Telles sont les conditions dans lesquelles se déroule ce qu’Isaac appelle son « exil ». Cette grande pauvreté accentue évidemment l’aspect ascétique de l’observance cistercienne, mais, en même temps, elle fait apparaître plus qu’ailleurs sa nécessité. Le suivi rigoureux des règles fondamentales de la vie monastique devient ici la clef de la survie de la communauté. De plus, ces difficultés somme toute mondaines offrent en quelque sorte aux moines l’opportunité d’élever leur vie spirituelle vers la perfection. Pour encourager ses moines à persévérer dans la voie régulière, Isaac tient un discours où se mêlent deux points de vue : le premier, c’est celui du « monde » — voire celui du continent —, à la lumière duquel on mesure ce que l’on perd ; le second, c’est celui de la vocation monastique, qui permet de mesurer un profit spirituel.
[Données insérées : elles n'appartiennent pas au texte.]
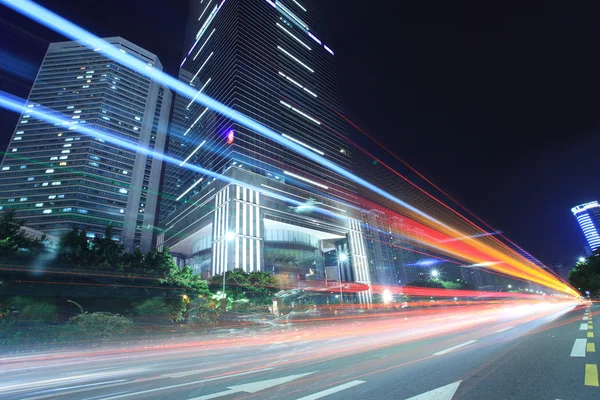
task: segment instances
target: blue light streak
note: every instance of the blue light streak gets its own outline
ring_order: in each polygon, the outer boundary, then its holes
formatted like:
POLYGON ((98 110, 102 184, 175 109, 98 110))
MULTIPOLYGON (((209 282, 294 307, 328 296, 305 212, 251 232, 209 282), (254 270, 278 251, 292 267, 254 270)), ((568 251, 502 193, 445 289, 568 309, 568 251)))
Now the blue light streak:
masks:
MULTIPOLYGON (((33 19, 34 21, 39 22, 40 24, 42 24, 42 25, 68 37, 68 38, 71 38, 72 40, 78 41, 78 42, 82 43, 83 45, 88 46, 90 49, 98 49, 98 52, 104 54, 106 57, 111 58, 111 59, 119 62, 120 64, 122 64, 128 68, 131 68, 142 75, 149 77, 150 79, 152 79, 156 82, 162 83, 163 85, 171 88, 173 91, 175 91, 179 94, 182 94, 190 99, 197 96, 196 100, 195 100, 197 103, 202 104, 202 105, 222 114, 223 116, 247 127, 248 129, 251 129, 251 130, 283 145, 283 146, 286 146, 287 148, 295 151, 296 153, 301 154, 304 157, 306 157, 318 164, 321 164, 322 166, 330 169, 331 171, 334 171, 337 174, 353 181, 354 183, 361 185, 361 186, 373 191, 374 193, 377 193, 380 196, 387 198, 388 200, 393 201, 394 203, 398 204, 399 206, 425 218, 426 220, 428 220, 430 222, 433 222, 434 224, 436 224, 438 226, 444 227, 447 230, 450 230, 452 232, 460 234, 460 232, 455 230, 454 228, 451 228, 450 226, 442 223, 441 221, 437 220, 436 218, 431 217, 430 215, 417 209, 416 207, 413 207, 412 205, 400 200, 399 198, 391 195, 390 193, 378 188, 377 186, 373 185, 372 183, 369 183, 366 180, 352 174, 351 172, 340 167, 339 165, 325 159, 324 157, 321 157, 311 151, 308 151, 307 149, 292 142, 291 140, 284 138, 279 133, 256 122, 255 120, 249 118, 248 116, 246 116, 238 111, 235 111, 230 107, 225 106, 224 104, 214 100, 213 98, 211 98, 205 94, 202 94, 202 93, 199 94, 199 92, 197 90, 195 90, 194 88, 190 87, 189 85, 177 80, 176 78, 173 78, 172 76, 165 74, 164 72, 147 65, 145 62, 143 62, 127 53, 122 53, 116 46, 111 45, 110 43, 106 42, 105 40, 100 39, 99 37, 91 34, 90 32, 86 31, 85 29, 73 24, 72 22, 66 20, 65 18, 62 18, 59 15, 47 10, 46 8, 36 4, 34 2, 22 1, 22 0, 0 0, 0 3, 6 5, 7 7, 33 19)), ((222 5, 223 5, 223 2, 219 5, 219 7, 221 7, 222 5)), ((181 160, 179 162, 181 162, 181 160)), ((199 168, 199 167, 196 167, 196 168, 199 168)), ((204 170, 204 169, 202 169, 202 170, 205 171, 204 173, 206 173, 206 174, 210 173, 211 175, 217 175, 217 174, 213 173, 212 171, 208 171, 208 170, 204 170)), ((240 184, 245 185, 244 183, 240 183, 240 184)))
MULTIPOLYGON (((27 101, 25 99, 13 96, 9 93, 6 93, 6 92, 0 90, 0 107, 2 107, 2 108, 14 111, 19 114, 28 113, 33 118, 37 118, 39 120, 46 121, 47 123, 55 124, 57 126, 70 123, 68 116, 65 116, 64 114, 61 114, 55 110, 48 109, 48 108, 42 107, 42 106, 35 107, 35 108, 28 108, 26 106, 26 103, 27 103, 27 101), (63 118, 61 118, 61 117, 63 117, 63 118)), ((184 164, 184 162, 182 162, 183 160, 177 159, 175 157, 170 157, 170 156, 167 156, 162 153, 155 152, 148 148, 140 147, 140 146, 138 146, 137 142, 134 142, 134 141, 121 139, 114 135, 99 131, 97 129, 89 128, 88 126, 84 126, 84 125, 77 125, 74 128, 77 132, 81 132, 85 135, 88 135, 90 137, 98 139, 102 142, 108 142, 113 145, 122 147, 124 149, 131 150, 137 154, 145 154, 145 155, 151 156, 153 158, 156 158, 156 159, 159 159, 159 160, 162 160, 162 161, 165 161, 170 164, 177 165, 177 166, 184 164)), ((288 202, 288 203, 291 203, 291 204, 294 204, 297 206, 304 204, 303 201, 298 201, 298 200, 295 200, 295 199, 292 199, 292 198, 289 198, 286 196, 282 196, 280 194, 276 194, 272 191, 265 190, 265 189, 259 188, 257 186, 253 186, 246 182, 241 182, 241 181, 238 181, 236 179, 233 179, 233 178, 230 178, 227 176, 223 176, 217 172, 211 171, 209 169, 204 169, 197 165, 185 164, 185 168, 189 169, 191 171, 194 171, 194 172, 198 172, 203 175, 207 175, 207 176, 215 178, 215 179, 220 179, 226 183, 232 183, 232 184, 237 184, 240 186, 245 186, 245 187, 251 188, 253 190, 261 192, 263 195, 270 196, 270 197, 273 197, 273 198, 276 198, 276 199, 279 199, 279 200, 282 200, 282 201, 285 201, 285 202, 288 202)), ((341 220, 346 220, 348 218, 348 217, 344 217, 339 214, 336 214, 334 212, 331 212, 329 210, 324 210, 322 208, 315 207, 314 210, 318 213, 321 213, 321 214, 324 214, 324 215, 327 215, 330 217, 334 217, 334 218, 339 218, 341 220)))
Le texte suivant donne un bon exemple de cette méthode :

« Ainsi en est-il de nous : cherchant à atteindre le ciel, nous nous sommes retirés du monde des hommes ; aspirant à la plénitude, nous avons rejeté les richesses ; ambitionnant les honneurs, nous nous sommes vraiment ravalés au rang de balayures de ce monde ! Nous qui, dans le monde, paraissions être quelque chose [Qui in mundo aliquid videbamur], qui dans la communauté de nos frères avions aussi quelque réputation, voilà qu’afin de pouvoir devenir vraiment quelque chose [ut vere aliquid fore possimus], nous nous sommes réduits à rien [ad nihilum]. Car qu’est-ce que le monde garde pour nous, je ne dis plus d’estime, mais même de souvenir ?” (S. 27, 2)

Le gain spirituel est proportionnel à l’éloignement. Dans ce retrait quasi-absolu, il y a non seulement une négation de l’avoir matériel (les richesses) et de l’être social (l’honneur, la réputation), mais aussi de l’être séculier dans sa totalité. Du point de vue mondain, on pourrait parler d’une véritable « néantisation » de l’être. Isaac compare cette « posture de l’être », à l’extrême tension, l’extrême concentration qui précède le saut de l’animal ou le vol de l’oiseau72. Ici, c’est l’âme qui se concentre et s’unifie, pour « atteindre le ciel ». La solitude investit en quelque sorte tout l’horizon de l’existence au point qu’il ne demeure même plus de place pour le souvenir du monde. Sur cette île du bout du monde, tout le vécu est d’emblée spiritualisé. On n’est « plus rien » au sens où cet aliquid que nous étions dans le monde n’a désormais aucune valeur. Mais du point de vue spirituel, on devient véritablement « quelque chose » (aliquid). En persévérant dans cette voie de négation radicale, le moine retrouve finalement ses véritables racines, et peut affirmer avec Isaac, dans un autre sermon qui renvoie à l’expérience réthaise :

« Pour moi, je le déclare, je suis à présent un étranger et un pèlerin [peregrinum] ici-bas, c’est-à-dire dans ce monde entier, comme si je n’en étais nullement originaire. Je ne suis pas fils de l’homme, mais fils de Dieu, caché sous l’apparence et la ressemblance de l’homme… Ensemble, nous sommes tous pupilles et orphelins ; nous n’avons pas de père sur la terre car notre père est dans les cieux et notre mère est vierge. C’est de là que nous sommes originaires ; ici, nous sommes étrangers et pèlerins comme l’ont été tous nos pères [Cf. I Ch. 29, 15]. » (S. 29, 8­9)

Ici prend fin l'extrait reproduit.